An onslaught by Muammar Gaddafi’s army sparked UN calls for urgent access to the “injured and dying” yesterday as a secret British mission to contact opposition forces ended in a diplomatic fiasco.

Rebel forces traded rocket and machine-gun fire with the army as they tried to advance westwards on the Gaddafi stronghold of Sirte, but were beaten back along a dusty desert highway after suffering heavy losses.

The rebels said they had been forced to pull back from the coastal hamlet of Bin Jawad, occupied on Saturday in an advance westward on Col Gaddafi’s home town, after clashes that doctors said left two dead and around 50 wounded.

But untold numbers of “injured and dying” in the western city of Misrata prompted a UN demand for urgent access to the civilian population repeatedly shelled by Gaddafi tanks yesterday.

“Humanitarian organisations need urgent access now,” said UN emergency relief coordinator Valerie Amos.

“People are injured and dying and need help immediately. I call on the authorities to provide access without delay to allow aid workers to help save lives,” added the UN official in a statement.
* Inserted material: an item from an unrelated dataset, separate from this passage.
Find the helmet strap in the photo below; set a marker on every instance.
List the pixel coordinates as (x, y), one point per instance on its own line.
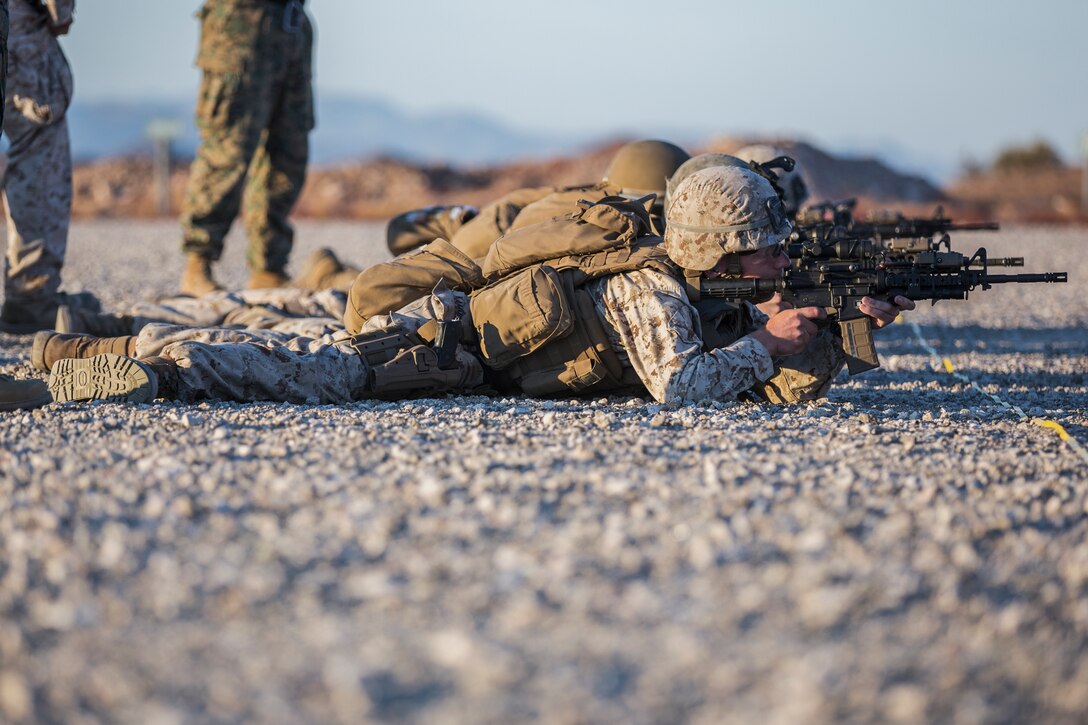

Residents of Misrata, strategically located between the capital Tripoli and Sirte, said earlier that government tanks were shelling the town and warned of “carnage” if the international community did not intervene. A rebel spokesman confirmed that Misrata was under intense fire from pro-Gaddafi forces and reported casualties, but insisted the city was still in rebel hands, denying a state television report to the contrary.

The Allibiya channel’s report that Col Gaddafi’s forces had retaken a string of strategic oil towns from the rebels was vehemently denied by the opposition.
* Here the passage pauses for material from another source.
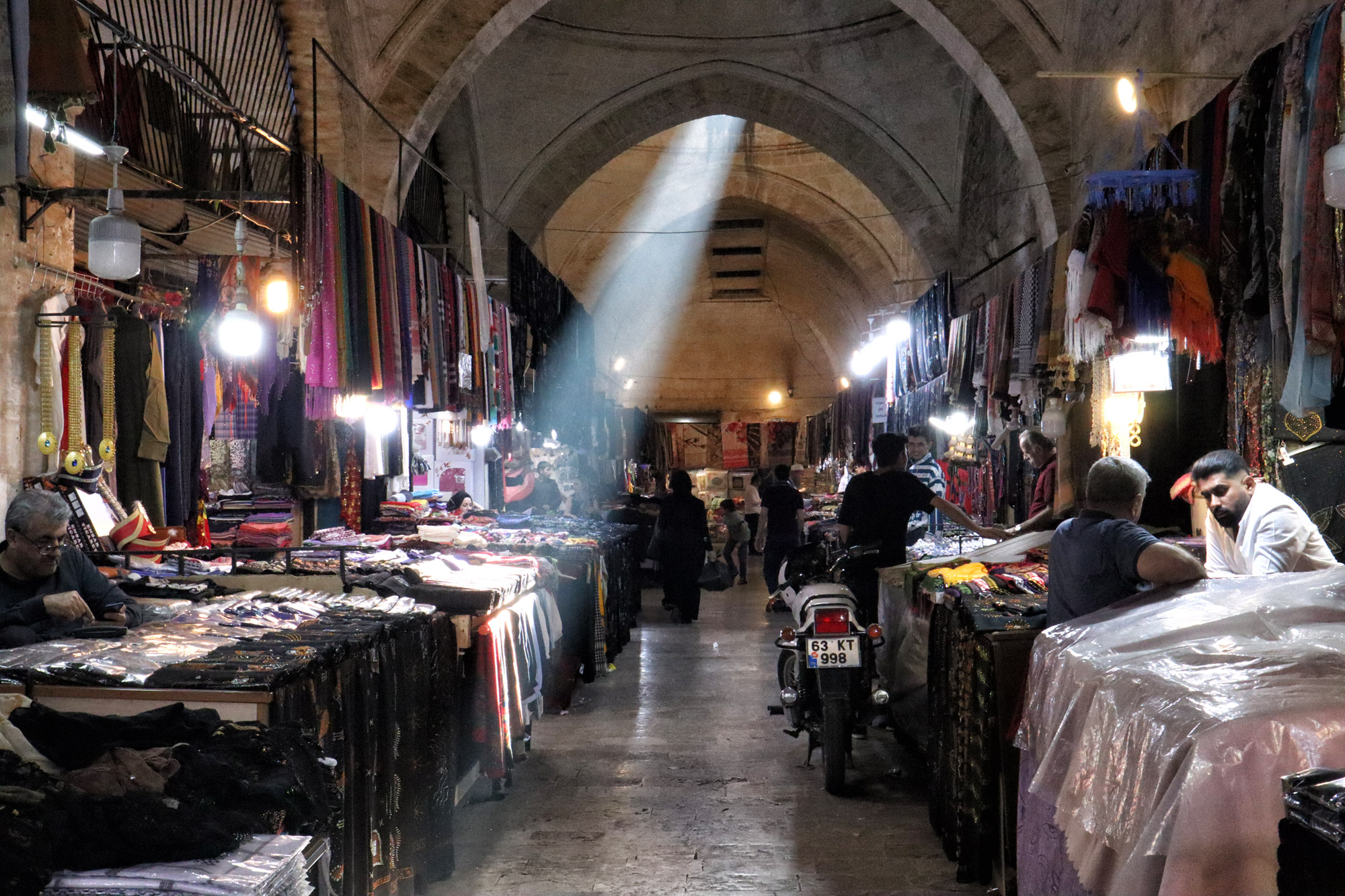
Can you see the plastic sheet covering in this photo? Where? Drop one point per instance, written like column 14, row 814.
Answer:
column 1163, row 725
column 267, row 865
Thousands celebrated in Tripoli with gunfire, horn-honking and flag waving after Allibiya reported that government forces had taken control of Misrata, Libya’s third city, the key oil hub of Ras Lanuf and even Tobruk near the Egyptian border.

AFP reporters in Ras Lanuf, taken by rebels early on Saturday, confirmed it was still in opposition hands despite being hit by air strikes early yesterday.

A rebel officer, Colonel Bashir al-Moghrabi, told reporters in Ras Lanuf rebels were also still in control in Zawiyah, west of Tripoli, where fierce battles took place on Saturday.

A local doctor said on Saturday there had been a “massacre” in Zawiyah and a Sky News journalist said Col Gaddafi’s forces had fired on civilians.

Libya’s Deputy Foreign Minister Khaled Kaaim told reporters in Tripoli late yesterday that the armed forces would not take the fight to the rebels.

“We are not going to engage in combat with the rebels. The order for the armed forces is to take defensive positions, and not to engage the enemy except if they go on the offensive.”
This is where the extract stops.